I’m probably going  most likely doing everything but multi, 5x5 and 6x6


----------



## cubeshepherd (Nov 28, 2019)

Underwatercuber said:


> I’m probably going  most likely doing everything but multi


You sure you can make it, especially with it being a whole 20-40 minute drive, plus your housing cost?


----------



## weatherman223 (Nov 28, 2019)

Transport may be hard (as it’s an hour away from Salt Lake Airport) but if everything goes well I should be able to go


----------



## Underwatercuber (Nov 28, 2019)

weatherman223 said:


> Transport may be hard (as it’s an hour away from Salt Lake Airport) but if everything goes well I should be able to go


UTA has a trains and bus system that can get you to Provo for pretty cheap. You can find them here. You take the TRAX green line to North Temple bridge, then you walk to the frontrunner station and take frontrunner to Provo central. The competition is about a 15 minute walk from there. 

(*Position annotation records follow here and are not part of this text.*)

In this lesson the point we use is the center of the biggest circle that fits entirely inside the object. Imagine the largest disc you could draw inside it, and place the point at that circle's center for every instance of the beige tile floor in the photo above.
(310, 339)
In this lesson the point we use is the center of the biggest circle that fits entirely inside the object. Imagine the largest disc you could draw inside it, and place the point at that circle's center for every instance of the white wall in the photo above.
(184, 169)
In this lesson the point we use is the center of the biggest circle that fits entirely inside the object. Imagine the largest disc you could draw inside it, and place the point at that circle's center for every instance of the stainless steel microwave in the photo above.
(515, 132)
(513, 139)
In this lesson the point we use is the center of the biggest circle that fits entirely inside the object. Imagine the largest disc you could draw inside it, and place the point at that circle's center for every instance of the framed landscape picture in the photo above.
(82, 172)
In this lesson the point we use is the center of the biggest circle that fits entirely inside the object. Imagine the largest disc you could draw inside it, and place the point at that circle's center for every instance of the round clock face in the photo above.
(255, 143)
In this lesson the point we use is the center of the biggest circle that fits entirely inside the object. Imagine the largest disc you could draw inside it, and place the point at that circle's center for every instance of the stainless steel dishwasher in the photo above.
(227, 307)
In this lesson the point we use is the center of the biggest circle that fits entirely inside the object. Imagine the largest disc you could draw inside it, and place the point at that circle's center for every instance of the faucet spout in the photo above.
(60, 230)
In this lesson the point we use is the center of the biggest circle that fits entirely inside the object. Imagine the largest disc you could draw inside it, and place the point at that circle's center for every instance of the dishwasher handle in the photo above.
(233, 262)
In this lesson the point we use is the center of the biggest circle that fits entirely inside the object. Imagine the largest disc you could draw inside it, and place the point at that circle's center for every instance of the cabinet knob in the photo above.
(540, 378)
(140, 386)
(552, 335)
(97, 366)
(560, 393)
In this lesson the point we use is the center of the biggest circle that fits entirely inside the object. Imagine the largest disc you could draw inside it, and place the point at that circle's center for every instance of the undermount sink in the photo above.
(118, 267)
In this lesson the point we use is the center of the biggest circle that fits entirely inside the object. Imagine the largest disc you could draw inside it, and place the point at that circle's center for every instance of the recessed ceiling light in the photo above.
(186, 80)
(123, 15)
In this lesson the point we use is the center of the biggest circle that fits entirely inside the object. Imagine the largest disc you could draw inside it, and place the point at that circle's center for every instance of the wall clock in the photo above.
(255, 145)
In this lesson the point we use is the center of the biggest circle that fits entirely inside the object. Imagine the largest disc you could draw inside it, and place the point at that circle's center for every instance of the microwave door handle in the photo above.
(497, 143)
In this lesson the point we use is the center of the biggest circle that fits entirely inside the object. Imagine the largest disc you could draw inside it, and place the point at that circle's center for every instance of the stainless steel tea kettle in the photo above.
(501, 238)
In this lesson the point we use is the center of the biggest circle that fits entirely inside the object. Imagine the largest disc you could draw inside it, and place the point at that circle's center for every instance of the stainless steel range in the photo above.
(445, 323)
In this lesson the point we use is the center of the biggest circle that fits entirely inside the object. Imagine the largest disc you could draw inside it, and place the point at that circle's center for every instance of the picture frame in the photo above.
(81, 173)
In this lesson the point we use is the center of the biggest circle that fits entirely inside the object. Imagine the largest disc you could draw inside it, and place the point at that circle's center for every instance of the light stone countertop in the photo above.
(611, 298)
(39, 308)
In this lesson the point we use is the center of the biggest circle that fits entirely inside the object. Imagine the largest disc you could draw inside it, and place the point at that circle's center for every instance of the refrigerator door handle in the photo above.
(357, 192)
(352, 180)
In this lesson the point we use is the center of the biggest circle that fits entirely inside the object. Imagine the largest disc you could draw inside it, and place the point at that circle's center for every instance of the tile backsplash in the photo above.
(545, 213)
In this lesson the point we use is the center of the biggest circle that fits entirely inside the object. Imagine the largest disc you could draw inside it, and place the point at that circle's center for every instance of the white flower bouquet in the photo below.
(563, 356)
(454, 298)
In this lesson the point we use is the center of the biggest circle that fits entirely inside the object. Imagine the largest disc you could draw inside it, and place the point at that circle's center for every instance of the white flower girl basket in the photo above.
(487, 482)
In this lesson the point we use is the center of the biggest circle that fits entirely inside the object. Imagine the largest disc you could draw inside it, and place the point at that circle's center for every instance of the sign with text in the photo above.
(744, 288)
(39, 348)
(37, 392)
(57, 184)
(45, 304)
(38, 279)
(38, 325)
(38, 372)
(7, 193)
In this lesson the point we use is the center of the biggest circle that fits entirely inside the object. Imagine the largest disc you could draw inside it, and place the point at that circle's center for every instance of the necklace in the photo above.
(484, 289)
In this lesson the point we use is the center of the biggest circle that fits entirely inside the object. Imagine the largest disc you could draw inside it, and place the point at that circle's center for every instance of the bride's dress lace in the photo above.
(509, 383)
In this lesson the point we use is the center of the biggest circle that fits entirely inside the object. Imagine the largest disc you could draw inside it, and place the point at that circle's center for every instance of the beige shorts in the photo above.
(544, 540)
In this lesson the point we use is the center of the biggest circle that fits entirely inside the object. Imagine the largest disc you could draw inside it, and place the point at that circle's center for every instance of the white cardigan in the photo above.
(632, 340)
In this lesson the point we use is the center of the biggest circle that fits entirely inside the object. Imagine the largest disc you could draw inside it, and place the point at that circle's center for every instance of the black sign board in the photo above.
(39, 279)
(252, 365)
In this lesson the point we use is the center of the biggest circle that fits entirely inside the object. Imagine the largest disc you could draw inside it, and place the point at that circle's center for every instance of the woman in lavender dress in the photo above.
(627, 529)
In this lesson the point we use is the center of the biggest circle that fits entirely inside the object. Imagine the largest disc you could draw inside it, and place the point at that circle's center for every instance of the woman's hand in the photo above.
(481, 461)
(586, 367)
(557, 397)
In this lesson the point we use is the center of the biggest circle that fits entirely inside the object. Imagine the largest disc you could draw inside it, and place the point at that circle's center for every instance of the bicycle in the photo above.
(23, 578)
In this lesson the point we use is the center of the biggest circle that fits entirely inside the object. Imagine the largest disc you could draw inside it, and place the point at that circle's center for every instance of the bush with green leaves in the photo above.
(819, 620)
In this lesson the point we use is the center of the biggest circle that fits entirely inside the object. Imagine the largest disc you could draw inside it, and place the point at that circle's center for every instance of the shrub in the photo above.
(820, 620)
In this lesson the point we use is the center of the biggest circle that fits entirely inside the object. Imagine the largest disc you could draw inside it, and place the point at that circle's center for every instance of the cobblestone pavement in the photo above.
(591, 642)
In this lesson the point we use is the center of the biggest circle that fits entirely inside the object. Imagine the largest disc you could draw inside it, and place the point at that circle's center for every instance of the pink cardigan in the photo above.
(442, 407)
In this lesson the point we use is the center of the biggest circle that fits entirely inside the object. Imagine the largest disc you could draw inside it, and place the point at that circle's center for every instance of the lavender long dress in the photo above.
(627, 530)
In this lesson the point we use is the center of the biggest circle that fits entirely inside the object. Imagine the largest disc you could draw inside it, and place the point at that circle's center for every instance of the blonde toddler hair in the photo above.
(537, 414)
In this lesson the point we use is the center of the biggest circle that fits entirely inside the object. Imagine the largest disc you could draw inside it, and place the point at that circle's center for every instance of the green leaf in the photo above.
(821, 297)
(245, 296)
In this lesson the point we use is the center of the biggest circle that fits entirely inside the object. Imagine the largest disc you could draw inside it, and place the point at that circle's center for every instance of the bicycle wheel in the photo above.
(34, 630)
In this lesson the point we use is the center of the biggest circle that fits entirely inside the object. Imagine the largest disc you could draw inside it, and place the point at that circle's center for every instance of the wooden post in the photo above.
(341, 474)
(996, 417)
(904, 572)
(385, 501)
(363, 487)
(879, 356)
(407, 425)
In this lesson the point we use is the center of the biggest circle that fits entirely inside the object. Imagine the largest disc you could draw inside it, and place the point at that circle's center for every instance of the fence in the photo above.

Provo does have an airport, they don’t have a ton of flights but if your local airport flies to them then it’s a great option.


----------



## Underwatercuber (Dec 1, 2019)

Registration is now open


----------



## Reddy (Dec 3, 2019)

Although Guam is in the CubingUSA list of eligible places to join the western championship, there is no way I can ever get to Utah in time...;-;


----------



## Underwatercuber (Dec 3, 2019)

Reddy said:


> Although Guam is in the CubingUSA list of eligible places to join the western championship, there is no way I can ever get to Utah in time...;-;


Maybe it could be held in Hawaii in the future


----------



## Reddy (Dec 4, 2019)

Underwatercuber said:


> Maybe it could be held in Hawaii in the future


Even still, there is no way I can go to anywhere for a cubing comp, I simply don't have the funds...if only we had wca comps here.


----------



## Underwatercuber (Dec 5, 2019)

Reddy said:


> Even still, there is no way I can go to anywhere for a cubing comp, I simply don't have the funds...if only we had wca comps here.


Maybe you could hold your own on day, or someone can take a vacation there and organize one


----------



## ImmolatedMarmoset (Dec 5, 2019)

I just checked, it seems that the cheapest way for someone to get to Guam is from Japan. Here’s what I would do to organize a competition.
1. Find a venue. Ideally this would be less than 250 dollars to rent for a day. I would recommend looking at (for venues): your school, your local high school, a church or other religious venue, a library, or a community center. You may have other connections to other spaces that would be cheaper, but that is my suggested list.
2. Talk to a delegate. As it seems that the closest one would be in Japan, I would try contacting a Japanese delegate. Some other options would be China or even Los Angeles if you can snag a deal. I know that flying a delegate out to Guam sounds hard, and to be fair it probably is, but you can probably offset those costs with registration fees.
3. The delegate will most likely help you work things out. You’ll find a date, sufficient flights and lodgings for the delegate, and then start to announce the competition. The delegate may even be willing to provide some funds simply to bring cubing to Guam.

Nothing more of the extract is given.